North Korean troops are in Russia, U.S. defense secretary says

 U.S. Defense Secretary Lloyd Austin said on Wednesday there is evidence that North Korean troops are in Russia but it remained to be seen what they would be doing there.

Austin said it would be “very, very serious” if they are preparing to fight alongside Russia in Ukraine, as Kyiv has alleged.

Secretary of Defense Lloyd J. Austin III confirmed on Wednesday that North Korea had sent troops to Russia to join the fight against Ukraine, a major shift in Moscow’s effort to win the war. Mr. Austin called the North’s presence a “very serious” escalation that would have ramifications in both Europe and Asia.

“What exactly are they doing?’’ Mr.

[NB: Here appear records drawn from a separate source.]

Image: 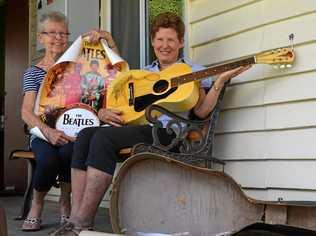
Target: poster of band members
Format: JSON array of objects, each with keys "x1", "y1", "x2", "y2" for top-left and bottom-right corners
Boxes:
[{"x1": 32, "y1": 36, "x2": 129, "y2": 138}]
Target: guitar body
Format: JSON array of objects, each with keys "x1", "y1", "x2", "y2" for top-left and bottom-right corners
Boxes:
[{"x1": 107, "y1": 63, "x2": 200, "y2": 124}]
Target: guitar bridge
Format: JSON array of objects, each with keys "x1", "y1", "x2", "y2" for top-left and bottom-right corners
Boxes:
[{"x1": 128, "y1": 83, "x2": 134, "y2": 106}]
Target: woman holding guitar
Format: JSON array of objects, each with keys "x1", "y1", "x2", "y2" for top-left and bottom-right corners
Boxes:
[{"x1": 50, "y1": 12, "x2": 251, "y2": 235}]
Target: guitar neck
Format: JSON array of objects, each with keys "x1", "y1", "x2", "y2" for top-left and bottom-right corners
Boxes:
[{"x1": 171, "y1": 56, "x2": 255, "y2": 87}]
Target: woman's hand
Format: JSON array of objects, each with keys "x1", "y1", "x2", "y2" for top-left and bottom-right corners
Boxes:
[
  {"x1": 215, "y1": 65, "x2": 252, "y2": 88},
  {"x1": 98, "y1": 108, "x2": 124, "y2": 127},
  {"x1": 43, "y1": 127, "x2": 75, "y2": 146},
  {"x1": 83, "y1": 30, "x2": 117, "y2": 48}
]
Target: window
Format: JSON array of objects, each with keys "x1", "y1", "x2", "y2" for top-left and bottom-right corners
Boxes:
[
  {"x1": 110, "y1": 0, "x2": 183, "y2": 69},
  {"x1": 111, "y1": 0, "x2": 141, "y2": 69}
]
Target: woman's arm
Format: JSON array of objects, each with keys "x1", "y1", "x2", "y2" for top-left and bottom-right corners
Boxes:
[
  {"x1": 194, "y1": 65, "x2": 251, "y2": 119},
  {"x1": 21, "y1": 91, "x2": 74, "y2": 145}
]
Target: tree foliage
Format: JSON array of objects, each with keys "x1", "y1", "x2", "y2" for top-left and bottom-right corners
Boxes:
[{"x1": 148, "y1": 0, "x2": 183, "y2": 25}]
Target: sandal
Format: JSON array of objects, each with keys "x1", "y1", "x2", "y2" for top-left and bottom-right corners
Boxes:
[
  {"x1": 21, "y1": 217, "x2": 41, "y2": 231},
  {"x1": 60, "y1": 215, "x2": 70, "y2": 225}
]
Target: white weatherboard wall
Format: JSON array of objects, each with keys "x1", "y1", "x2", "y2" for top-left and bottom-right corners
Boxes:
[{"x1": 188, "y1": 0, "x2": 316, "y2": 201}]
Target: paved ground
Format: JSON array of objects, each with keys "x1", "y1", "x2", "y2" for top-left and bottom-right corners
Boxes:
[{"x1": 0, "y1": 195, "x2": 113, "y2": 236}]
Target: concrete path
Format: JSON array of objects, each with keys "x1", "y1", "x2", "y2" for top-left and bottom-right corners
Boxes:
[{"x1": 0, "y1": 196, "x2": 112, "y2": 236}]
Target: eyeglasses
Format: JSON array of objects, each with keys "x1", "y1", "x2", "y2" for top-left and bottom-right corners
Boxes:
[{"x1": 41, "y1": 31, "x2": 70, "y2": 38}]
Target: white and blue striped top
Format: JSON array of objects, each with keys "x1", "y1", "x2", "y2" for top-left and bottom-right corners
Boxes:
[{"x1": 23, "y1": 65, "x2": 46, "y2": 94}]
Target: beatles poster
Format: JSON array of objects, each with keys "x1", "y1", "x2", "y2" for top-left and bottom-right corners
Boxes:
[{"x1": 32, "y1": 36, "x2": 129, "y2": 138}]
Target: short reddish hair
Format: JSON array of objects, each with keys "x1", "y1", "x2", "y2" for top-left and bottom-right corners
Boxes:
[{"x1": 150, "y1": 12, "x2": 185, "y2": 41}]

Austin told reporters at a military base in Italy. “Left to be seen.” He gave no details about the number of troops already there or the number expected to arrive.

His statement came as American intelligence officials said they were preparing to release a trove of intelligence, including satellite photographs, that show troop ships moving from North Korea to training areas in Vladivostok on Russia’s east coast and other Russian territory further to the north. No troops have yet reached Ukraine, the intelligence officials said.

For two weeks, there have been reports of the movements, fueled by the Ukrainian and South Korean governments, that upward of 12,000 North Koreans were training to fight alongside Russian soldiers.

American officials have said they estimate that about 2,500 North Korean troops have been dispatched. But they made no estimate of how many more might follow, or even how well they might perform on territory that the North’s conscripts have never fought in, amid fellow fighters who speak a different language.

There was no immediate comment from the Kremlin. Russia has denied earlier reports on North Korea’s troop presence.

Nonetheless, both Russia and North Korea experts called it a watershed moment. Desperate not to stir up domestic resentments about the huge casualties Russia has taken — over 600,000 killed or wounded, American officials recently estimated — Mr. Putin is now reaching for mercenary forces, supplied by the same country that has sold him more than a million artillery rounds, many of them defective.

For Kim Jong-un, the North’s leader, the war in Ukraine has been a pathway out of geopolitical isolation. For the first time in decades, the North possesses assets that a major power is willing to pay for.

His longer-term plan, experts say, may be to improve the reach of his intercontinental ballistic missiles. He is eager, American intelligence agencies believe, to make it clear that his arsenal of nuclear-tipped weapons is capable of hitting American cities.

“This is the real ‘no-limits partnership,” said Victor Cha, a North Korea expert at the Center for Strategic and International Studies who was a member of President George W. Bush’s national security council. “We are in a whole different era if North Korean soldiers are dying for Putin. It will raise the ask when Kim makes demands, and Putin will give him what he wants.”

In comments to reporters on Monday, President Volodymyr Zelensky of Ukraine sought to portray North Korea’s presence as an attempt by Mr. Putin to avoid an unpopular mobilization.

“I wouldn’t say they have run out of personnel,” the Ukrainian leader said of Russia. “However, the reluctance to mobilize their own people is certainly increasing, and there are formats for mobilizing North Korean troops. This is definitely happening.”